Given the limits of PEG skin testing, we developed a vaccination protocol in line with what vaccine allergy experts recommend. If a person has a suspected anaphylactic reaction to the first COVID vaccine dose, we first determine if the reaction was truly allergic via a skin test. Other conditions, such as anxiety attacks or vasovagal reactions, which involve a sudden drop in blood pressure and heart rate after a stressful trigger, can be mistaken for anaphylaxis.
If skin testing for allergies to COVID vaccines is negative, we give the next dose in the clinic, with at least 30 minutes of monitoring afterwards. In the rare instance where skin testing is positive, we divide the vaccine into smaller volumes, and administer them in quick succession over an hour, until the patient gets the full dose.
With this protocol, I have been able to administer the COVID vaccine, whether the first, second, or booster dose, to every patient I have seen, regardless of prior allergic history or testing results. So if NFL quarterback Aaron Rodgers, who misleadingly said he was “immunized,” then claimed an unspecified allergy to a COVID-vaccine component, had come to my office, our protocol would have likely allowed him to be vaccinated.

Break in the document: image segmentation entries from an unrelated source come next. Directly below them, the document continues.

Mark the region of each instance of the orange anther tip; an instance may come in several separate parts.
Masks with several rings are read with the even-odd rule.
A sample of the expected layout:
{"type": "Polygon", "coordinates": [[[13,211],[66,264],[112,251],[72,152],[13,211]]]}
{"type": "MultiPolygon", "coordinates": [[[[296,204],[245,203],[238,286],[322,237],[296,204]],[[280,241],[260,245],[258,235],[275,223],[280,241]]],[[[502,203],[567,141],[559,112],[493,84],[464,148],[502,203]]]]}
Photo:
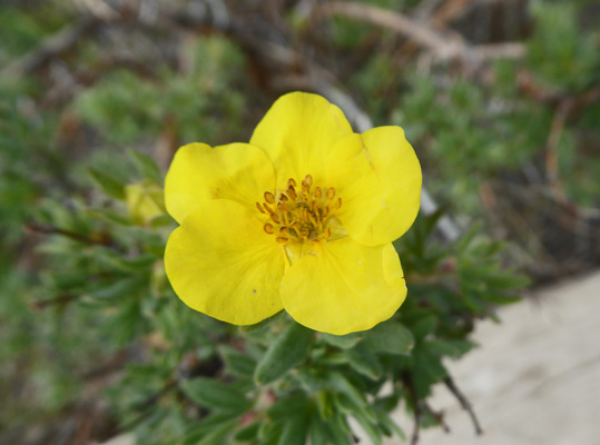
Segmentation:
{"type": "Polygon", "coordinates": [[[275,202],[275,196],[273,196],[273,194],[271,191],[265,191],[265,200],[268,202],[268,204],[273,204],[275,202]]]}

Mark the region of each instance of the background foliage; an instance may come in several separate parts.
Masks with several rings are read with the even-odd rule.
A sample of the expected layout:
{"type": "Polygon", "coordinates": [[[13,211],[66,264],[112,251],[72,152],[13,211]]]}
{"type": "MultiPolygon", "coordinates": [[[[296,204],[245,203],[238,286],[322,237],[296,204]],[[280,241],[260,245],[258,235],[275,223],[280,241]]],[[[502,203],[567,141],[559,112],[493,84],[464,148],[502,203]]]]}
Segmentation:
{"type": "Polygon", "coordinates": [[[598,264],[593,2],[373,0],[360,17],[264,3],[0,6],[0,443],[350,444],[348,418],[373,443],[415,442],[444,426],[433,385],[468,407],[444,362],[515,300],[521,273],[598,264]],[[419,217],[395,244],[409,298],[370,332],[315,334],[283,314],[227,326],[164,273],[177,147],[247,140],[294,89],[405,128],[462,234],[436,228],[441,210],[419,217]],[[401,402],[413,432],[390,418],[401,402]]]}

In the meantime, we are still trying to understand what causes a COVID vaccine allergy in the first place. One possibility is that the linking of PEG to nanoparticles activates part of the allergy-response side of the immune system. Another possibility is that the solid lipid nanoparticles themselves interact with the syringes used for injections, creating something allergenic.

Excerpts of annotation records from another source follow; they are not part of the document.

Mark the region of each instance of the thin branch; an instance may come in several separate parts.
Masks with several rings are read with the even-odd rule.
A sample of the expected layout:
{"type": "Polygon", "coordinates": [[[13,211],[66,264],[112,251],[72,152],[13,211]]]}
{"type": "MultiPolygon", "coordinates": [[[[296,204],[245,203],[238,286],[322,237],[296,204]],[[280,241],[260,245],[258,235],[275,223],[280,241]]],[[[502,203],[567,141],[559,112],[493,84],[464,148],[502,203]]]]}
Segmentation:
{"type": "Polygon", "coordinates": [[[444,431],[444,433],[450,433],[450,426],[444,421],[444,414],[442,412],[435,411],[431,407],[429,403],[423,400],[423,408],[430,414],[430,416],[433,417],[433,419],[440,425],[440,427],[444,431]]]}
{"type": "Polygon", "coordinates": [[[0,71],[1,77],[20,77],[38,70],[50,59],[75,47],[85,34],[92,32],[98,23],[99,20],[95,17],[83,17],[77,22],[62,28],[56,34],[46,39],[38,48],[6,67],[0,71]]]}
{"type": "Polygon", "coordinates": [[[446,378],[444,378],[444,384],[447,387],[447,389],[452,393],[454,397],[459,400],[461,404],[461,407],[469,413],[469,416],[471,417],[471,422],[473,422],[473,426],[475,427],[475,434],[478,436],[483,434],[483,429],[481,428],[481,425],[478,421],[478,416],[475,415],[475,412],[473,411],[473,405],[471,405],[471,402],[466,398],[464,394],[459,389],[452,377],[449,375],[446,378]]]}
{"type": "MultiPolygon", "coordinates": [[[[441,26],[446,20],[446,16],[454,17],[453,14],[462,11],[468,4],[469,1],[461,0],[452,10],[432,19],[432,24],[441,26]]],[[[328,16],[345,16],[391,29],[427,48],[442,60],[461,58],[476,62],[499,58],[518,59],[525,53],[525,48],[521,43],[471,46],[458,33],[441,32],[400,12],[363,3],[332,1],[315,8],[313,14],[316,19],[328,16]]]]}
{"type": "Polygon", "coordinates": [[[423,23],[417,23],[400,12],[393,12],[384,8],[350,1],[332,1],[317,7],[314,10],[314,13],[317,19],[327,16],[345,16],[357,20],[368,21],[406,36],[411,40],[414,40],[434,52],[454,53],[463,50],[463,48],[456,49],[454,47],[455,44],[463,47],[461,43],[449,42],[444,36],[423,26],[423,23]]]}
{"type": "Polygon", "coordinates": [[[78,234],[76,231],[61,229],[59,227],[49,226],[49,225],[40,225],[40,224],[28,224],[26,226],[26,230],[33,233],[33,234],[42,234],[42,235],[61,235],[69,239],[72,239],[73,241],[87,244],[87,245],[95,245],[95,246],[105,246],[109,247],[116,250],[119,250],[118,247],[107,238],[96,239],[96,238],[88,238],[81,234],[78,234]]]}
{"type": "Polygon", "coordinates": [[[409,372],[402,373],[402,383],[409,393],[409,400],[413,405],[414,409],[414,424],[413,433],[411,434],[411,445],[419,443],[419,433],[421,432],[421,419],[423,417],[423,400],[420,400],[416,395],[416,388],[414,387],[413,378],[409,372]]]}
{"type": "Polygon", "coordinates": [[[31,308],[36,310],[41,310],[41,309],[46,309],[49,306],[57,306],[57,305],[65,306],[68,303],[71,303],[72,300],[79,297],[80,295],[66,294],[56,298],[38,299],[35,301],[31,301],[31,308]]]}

Whatever the cause, physicians are using placebo-controlled clinical trials to confirm what has become well-documented in the medical literature. One NIH clinical trial is evaluating the safety of the COVID vaccine in people who’ve had a history of severe allergic reactions from any cause, such as medications and foods. Another NIH clinical trial is looking at the safety of giving the second COVID vaccine to people who’ve had systemic reactions to the first dose. Of course, the CDC shouldn’t wait for the results of these trials before removing the contraindications to getting the COVID vaccine, as the benefit of getting the vaccines clearly outweighs the minuscule risk of allergic reactions.

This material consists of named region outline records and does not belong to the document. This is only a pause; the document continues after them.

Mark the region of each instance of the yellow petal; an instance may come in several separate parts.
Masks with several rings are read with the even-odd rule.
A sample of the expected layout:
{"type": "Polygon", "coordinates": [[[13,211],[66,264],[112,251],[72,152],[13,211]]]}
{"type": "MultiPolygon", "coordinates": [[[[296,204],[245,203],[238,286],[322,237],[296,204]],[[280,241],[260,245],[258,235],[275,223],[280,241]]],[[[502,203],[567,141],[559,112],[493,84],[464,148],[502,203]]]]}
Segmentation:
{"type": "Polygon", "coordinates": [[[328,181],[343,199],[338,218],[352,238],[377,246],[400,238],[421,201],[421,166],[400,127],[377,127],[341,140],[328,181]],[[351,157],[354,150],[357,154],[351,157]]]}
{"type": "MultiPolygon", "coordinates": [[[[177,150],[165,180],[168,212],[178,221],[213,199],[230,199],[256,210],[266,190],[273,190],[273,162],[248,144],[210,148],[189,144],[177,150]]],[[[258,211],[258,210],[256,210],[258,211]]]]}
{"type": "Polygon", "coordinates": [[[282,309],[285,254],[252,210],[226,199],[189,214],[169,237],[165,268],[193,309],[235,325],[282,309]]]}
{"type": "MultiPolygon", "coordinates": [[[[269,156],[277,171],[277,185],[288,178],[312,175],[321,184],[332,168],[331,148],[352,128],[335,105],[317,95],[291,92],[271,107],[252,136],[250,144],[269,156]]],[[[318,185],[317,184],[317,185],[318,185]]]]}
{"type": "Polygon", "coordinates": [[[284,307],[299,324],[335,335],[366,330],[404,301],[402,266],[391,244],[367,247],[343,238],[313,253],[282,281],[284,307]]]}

More than one year after the introduction of COVID vaccines, the share of people fully vaccinated in the U.S. sits at an abysmal 63 percent. The CDC must update its COVID vaccine allergy advice to accurately reflect allergists’ experiences on the ground, especially with Omicron’s fierce transmissibility. As someone who rarely steps into the hospital, I have largely stayed in the background the past two years of the pandemic, while my colleagues have been shouldering the brunt of the responsibility in the hospital. Now, with the ability to safely vaccinate almost everyone with a history of severe allergies, whether to a vaccine component or the vaccine itself, this protocol is how I can do my part to help end the pandemic.